Tampoco faltan devociones, cada vez mejor asimiladas, incluso marginadas por un conjunto del que emerge
personalidad. Guston o Tapies están, pero integrados en un discurso propio. A quien haya seguido el trabajo de Fega
desde el arranque de los 80, le llamará la atención el modo como recupera propuestas anteriores, revisadas desde
una mayor claridad conceptual. Como ejemplo, la presencia, en los fondos, de algún fragmento de fotografías de
estelas, a las que hace perder su anterior protagonismo, dotándolas de un carácter casi anónimo. Novedosa es la
fuerza con la que presiona una tentación tridimensional, eficaz como presencia larvada, como tensión, pero sin
romper el predominio de valores puramente pictóricos. Porque no es otro el pulso desde el que pinta Fega: atrapado
en el interior de la pintura. Devorado y firme, sólido y líquido al tiempo. Tenso.

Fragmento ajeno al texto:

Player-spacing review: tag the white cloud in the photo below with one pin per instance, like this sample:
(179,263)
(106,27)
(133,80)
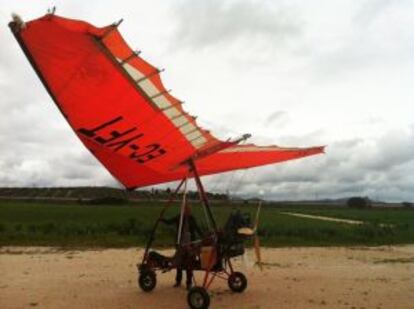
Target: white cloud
(294,73)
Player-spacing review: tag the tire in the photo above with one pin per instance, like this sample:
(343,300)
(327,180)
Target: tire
(237,282)
(198,298)
(147,280)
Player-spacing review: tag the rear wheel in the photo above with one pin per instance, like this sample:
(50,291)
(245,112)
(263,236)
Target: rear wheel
(147,280)
(237,282)
(198,298)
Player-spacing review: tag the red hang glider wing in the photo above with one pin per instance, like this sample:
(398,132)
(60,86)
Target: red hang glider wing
(117,105)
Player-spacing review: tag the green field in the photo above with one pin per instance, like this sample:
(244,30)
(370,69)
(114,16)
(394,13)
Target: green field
(128,226)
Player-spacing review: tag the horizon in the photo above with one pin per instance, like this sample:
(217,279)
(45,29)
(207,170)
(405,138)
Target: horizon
(297,74)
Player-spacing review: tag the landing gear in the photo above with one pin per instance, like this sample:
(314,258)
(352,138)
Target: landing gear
(147,280)
(198,298)
(237,282)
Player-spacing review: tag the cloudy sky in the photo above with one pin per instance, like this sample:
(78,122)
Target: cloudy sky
(292,73)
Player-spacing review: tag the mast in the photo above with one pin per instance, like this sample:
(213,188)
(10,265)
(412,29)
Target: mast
(202,193)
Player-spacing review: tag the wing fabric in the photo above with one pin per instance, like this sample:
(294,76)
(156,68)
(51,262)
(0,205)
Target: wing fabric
(117,105)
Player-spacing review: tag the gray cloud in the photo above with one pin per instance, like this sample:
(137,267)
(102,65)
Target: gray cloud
(210,23)
(300,57)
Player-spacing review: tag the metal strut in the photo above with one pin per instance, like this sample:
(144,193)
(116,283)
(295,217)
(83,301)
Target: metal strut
(170,200)
(202,193)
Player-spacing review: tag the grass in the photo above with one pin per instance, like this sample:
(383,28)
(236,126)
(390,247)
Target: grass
(76,225)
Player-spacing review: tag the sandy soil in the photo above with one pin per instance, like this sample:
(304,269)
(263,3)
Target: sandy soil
(381,277)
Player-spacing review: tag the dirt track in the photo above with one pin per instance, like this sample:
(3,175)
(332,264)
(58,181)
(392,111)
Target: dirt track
(381,277)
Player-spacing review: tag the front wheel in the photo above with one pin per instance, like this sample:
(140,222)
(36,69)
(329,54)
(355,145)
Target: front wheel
(147,280)
(198,298)
(237,282)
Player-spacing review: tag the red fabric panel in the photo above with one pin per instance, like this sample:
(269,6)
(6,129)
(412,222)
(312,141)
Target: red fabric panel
(122,127)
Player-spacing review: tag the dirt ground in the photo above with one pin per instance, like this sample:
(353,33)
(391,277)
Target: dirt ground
(379,277)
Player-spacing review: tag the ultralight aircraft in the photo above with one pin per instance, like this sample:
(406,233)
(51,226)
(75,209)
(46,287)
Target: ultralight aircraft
(117,105)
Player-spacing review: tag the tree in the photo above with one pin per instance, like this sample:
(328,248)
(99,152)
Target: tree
(358,202)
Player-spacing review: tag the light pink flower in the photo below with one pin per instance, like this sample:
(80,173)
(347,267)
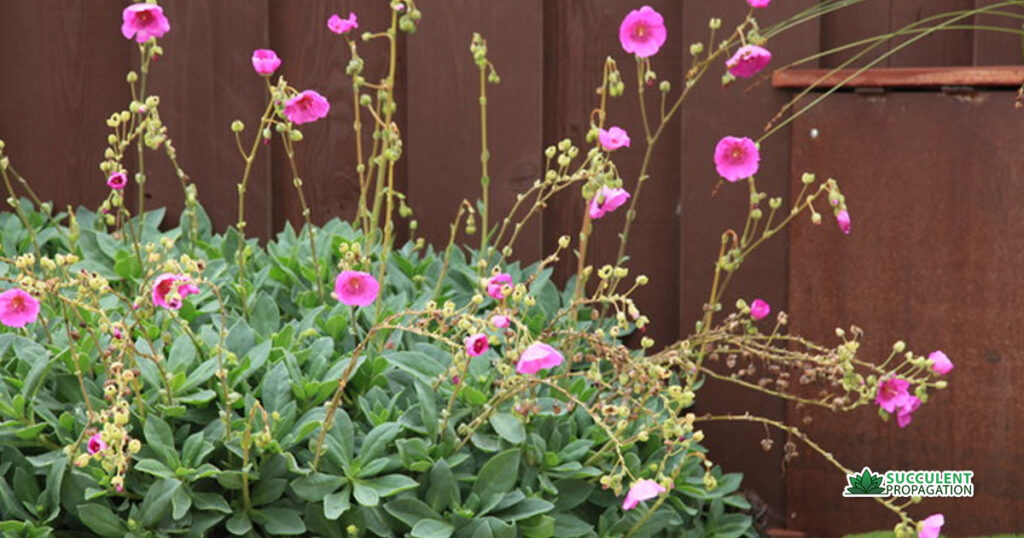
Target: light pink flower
(606,201)
(143,22)
(355,288)
(843,219)
(760,309)
(931,527)
(340,26)
(17,307)
(476,344)
(170,289)
(117,180)
(95,444)
(749,60)
(538,357)
(736,158)
(642,32)
(613,138)
(641,491)
(904,411)
(940,363)
(496,286)
(265,61)
(892,394)
(306,107)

La tensión resulta incontestable, ante la obra que expone en el Palacio Revillagigedo pero también
repasando el conjunto de su producción a lo largo de quince, veinte años en los que su presencia ha sido constante
pese a no haber tenido la incidencia que su calidad reclama. Aludimos antes a su escasa participación en colectivas de
interés, pero también habría que recordar que estamos ante un pintor poco amigo de aceptar otras voces como
propias, un pintor al que le gusta ver pintura ajena y detenerse, pero cuya respuesta ante lo que se plantea como
modelos de futuro suele ser la abierta discrepancia. Uno no sabe si por recalcitrante disidencia o por activo ánimo
crítico, dos cualidades bastante ajenas a los modos dominantes de estos años, no para Luis Fega. No en vano escogió
las preguntas antes que las respuestas, los problemas antes que la confianza, el riesgo antes que la complacencia, el
viaje antes que la meta. Y son ya veinte años en los que le hemos visto habitar el lado oscuro de la pintura. Sin duda
porque piensa, como decía otro intuitivo, Céline, que "lo más importante pasa siempre en la sombra".